Gore Street Energy Storage Fund has confirmed that energisation for a 79.9MW battery storage asset in Milton Keynes is set to begin on 31 July.
In its latest portfolio and trading update, the fund said the energisation process of the Stony asset has been scheduled with National Grid ESO. Once completed, the site will bring the company’s total operational portfolio to 371.5MW.
Solar Power Portal previously reported that Gore Street acquired the energy storage project from RES in 2021. The project was construction ready, with all land rights, grid connections and planning consents having been secured, and Gore Street was expecting the total capex to be around £30 million spread over 12-15 months.
In its statement, he company warned of decreased revenues for its GB-based assets stating that the market faces increased saturation and declining prices. Portfolios which are solely dedicated to this market are now experiencing a fall in revenues, it added.
Gore Street said the financial year started well for the average revenue from 1-hour systems. Based on data provided by Modo Energy, its GB-based assets generated an average revenue of £7.62 per MW hour for the 6-month period from January to end-June 2023, compared to the UK average of £6.83 per MW/h for 1-hour systems during the same period. Two-hour systems were reported to have generated, on average, just 7.6% more per MW/h than Gore Street's systems average during the period.
Gore Street partner Paula Travesso, speaking on Modo podcast recorded live at Energy Storage Summit 2023 in London in March and discussing the market in 2022, said that two-hour systems still don't make enough revenues to justify the increased capital expenditure required.
The company’s Northern Irish operational assets, which includes Drumkee (50MW) and Mullavilly (50MW), achieved an average revenue of £24.60 per MW/h across the first quarter. This high level of revenue was due to increased system non-synchronous penetration (SNSP) and strong asset-wide availability, the firm said.

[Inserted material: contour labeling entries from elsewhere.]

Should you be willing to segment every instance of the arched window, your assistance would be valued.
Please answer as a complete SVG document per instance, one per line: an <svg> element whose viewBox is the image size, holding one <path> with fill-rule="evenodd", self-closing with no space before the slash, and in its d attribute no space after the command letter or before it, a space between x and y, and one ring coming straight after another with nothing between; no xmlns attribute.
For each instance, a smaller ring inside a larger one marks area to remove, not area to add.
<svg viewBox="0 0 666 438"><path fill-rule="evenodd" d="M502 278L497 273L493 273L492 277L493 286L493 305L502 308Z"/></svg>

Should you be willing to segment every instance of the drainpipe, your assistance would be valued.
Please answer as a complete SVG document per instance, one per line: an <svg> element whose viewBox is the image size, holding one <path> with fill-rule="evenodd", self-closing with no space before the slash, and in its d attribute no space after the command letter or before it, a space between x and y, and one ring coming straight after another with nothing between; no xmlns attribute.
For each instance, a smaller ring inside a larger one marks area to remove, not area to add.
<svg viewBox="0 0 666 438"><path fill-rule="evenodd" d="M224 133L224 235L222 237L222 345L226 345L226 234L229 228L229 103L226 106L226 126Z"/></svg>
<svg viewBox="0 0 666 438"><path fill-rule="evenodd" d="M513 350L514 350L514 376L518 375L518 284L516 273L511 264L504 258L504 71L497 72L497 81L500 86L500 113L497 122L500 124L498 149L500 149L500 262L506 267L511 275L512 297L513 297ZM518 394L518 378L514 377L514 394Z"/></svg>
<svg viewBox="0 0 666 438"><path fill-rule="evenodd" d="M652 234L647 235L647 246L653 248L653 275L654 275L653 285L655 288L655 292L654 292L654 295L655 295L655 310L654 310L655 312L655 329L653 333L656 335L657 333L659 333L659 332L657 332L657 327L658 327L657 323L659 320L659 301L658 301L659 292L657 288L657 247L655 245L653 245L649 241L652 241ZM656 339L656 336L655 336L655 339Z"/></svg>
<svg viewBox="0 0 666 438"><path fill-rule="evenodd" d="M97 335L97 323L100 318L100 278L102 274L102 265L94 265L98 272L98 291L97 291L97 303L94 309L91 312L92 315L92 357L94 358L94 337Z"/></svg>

“The continued strength of the company’s international portfolio further cements the success of our diversified strategy. While GB has proved fruitful ground since the company’s IPO five years ago, we have anticipated for some time that market saturation will lead to a decline in GB revenue,” said Alex O’Cinneide, CEO of Gore Street Capital Limited, the company’s investment manager.
“The company’s decision to extend its portfolio across Ireland, mainland Europe and the US was driven by this foresight, and the performance of our entire portfolio illustrates the sound judgement of both the company and the investment manager.
“These benefits will support the continued build-out of our construction portfolio, and we’re delighted to have received a firm date for the energisation of the Stony asset. Building scale remains a key element of our strategy, with this site forming the first of over 500MW the company is set to bring online by the end of 2024.”